Pengertian Majâz
Majâz menurut etimologi terbentuk dari kata ja ̅za al-syai’ yajuu ̅hu (melampaui batas). Sedangkan secara terminologi menurut al-Jurjani adalah nominal yang di maksudkan bukan untuk makna tekstual, melainkan untuk nakna kontekstual. Jadi majâz adalah kata, kalimat atau wacana yang mengandung kiasan, yang berbeda dengan lafadz awal melainka memiliki arti tersendiri yang ada di belaknanya.
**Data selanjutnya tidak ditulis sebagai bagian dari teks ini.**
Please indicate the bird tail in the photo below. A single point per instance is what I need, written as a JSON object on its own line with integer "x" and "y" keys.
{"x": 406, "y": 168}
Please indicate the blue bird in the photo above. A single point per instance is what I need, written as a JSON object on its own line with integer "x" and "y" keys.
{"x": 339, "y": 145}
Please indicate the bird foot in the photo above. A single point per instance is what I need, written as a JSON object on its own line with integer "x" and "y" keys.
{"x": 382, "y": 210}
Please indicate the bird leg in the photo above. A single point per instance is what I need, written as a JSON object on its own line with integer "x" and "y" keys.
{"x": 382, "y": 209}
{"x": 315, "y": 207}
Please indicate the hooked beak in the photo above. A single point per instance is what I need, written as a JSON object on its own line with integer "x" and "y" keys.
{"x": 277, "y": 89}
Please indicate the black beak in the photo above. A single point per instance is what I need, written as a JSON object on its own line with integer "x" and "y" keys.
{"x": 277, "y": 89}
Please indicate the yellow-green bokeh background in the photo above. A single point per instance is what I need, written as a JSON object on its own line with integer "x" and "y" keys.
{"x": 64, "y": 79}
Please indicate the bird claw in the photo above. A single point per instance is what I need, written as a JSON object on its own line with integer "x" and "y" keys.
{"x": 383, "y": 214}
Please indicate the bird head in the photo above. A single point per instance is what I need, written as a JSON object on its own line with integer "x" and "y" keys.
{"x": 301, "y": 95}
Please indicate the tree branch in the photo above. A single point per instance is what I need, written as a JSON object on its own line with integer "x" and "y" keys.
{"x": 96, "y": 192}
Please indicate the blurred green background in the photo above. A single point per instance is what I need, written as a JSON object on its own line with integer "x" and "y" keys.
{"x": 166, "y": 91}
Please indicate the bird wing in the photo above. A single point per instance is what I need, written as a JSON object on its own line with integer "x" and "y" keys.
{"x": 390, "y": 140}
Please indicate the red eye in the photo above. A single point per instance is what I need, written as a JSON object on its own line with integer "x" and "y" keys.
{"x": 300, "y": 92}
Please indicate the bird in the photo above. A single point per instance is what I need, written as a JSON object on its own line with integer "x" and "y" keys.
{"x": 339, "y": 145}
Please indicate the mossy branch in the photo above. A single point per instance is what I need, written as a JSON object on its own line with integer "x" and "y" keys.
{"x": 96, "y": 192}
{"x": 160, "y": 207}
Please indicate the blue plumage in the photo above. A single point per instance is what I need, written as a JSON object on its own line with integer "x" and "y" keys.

Istilah majâz merupakan istilah yang muncul belakangan, jauh setelah masa Rasul, yaitu abad kedua Hjriah. Dikemukakan oleh Abu ‘Ubadah Mu‘ammar al-Husana ̅ (w. 207 H) dengan karyanya : Maja ̅z al-Qur’¬a ̅n, meskipun istilah majâz di kemukakkan masih dalam istilah umum, mencakup istilah besar, untuk tidak mengatkan semua, gaya bahasa yang di kemukakkan oleh rang Arab sebelum atau di saat turunnya al-Qur’an dalam mengemukakkan (ta‘bi ̅r) gagasan yang hendak di sampaikannya secara substansial, gaya bahasa ini sejak al-Qur’an di turunkan bahkan sebelumnya, permasalahannya hanyalah menyangkut istilah saja.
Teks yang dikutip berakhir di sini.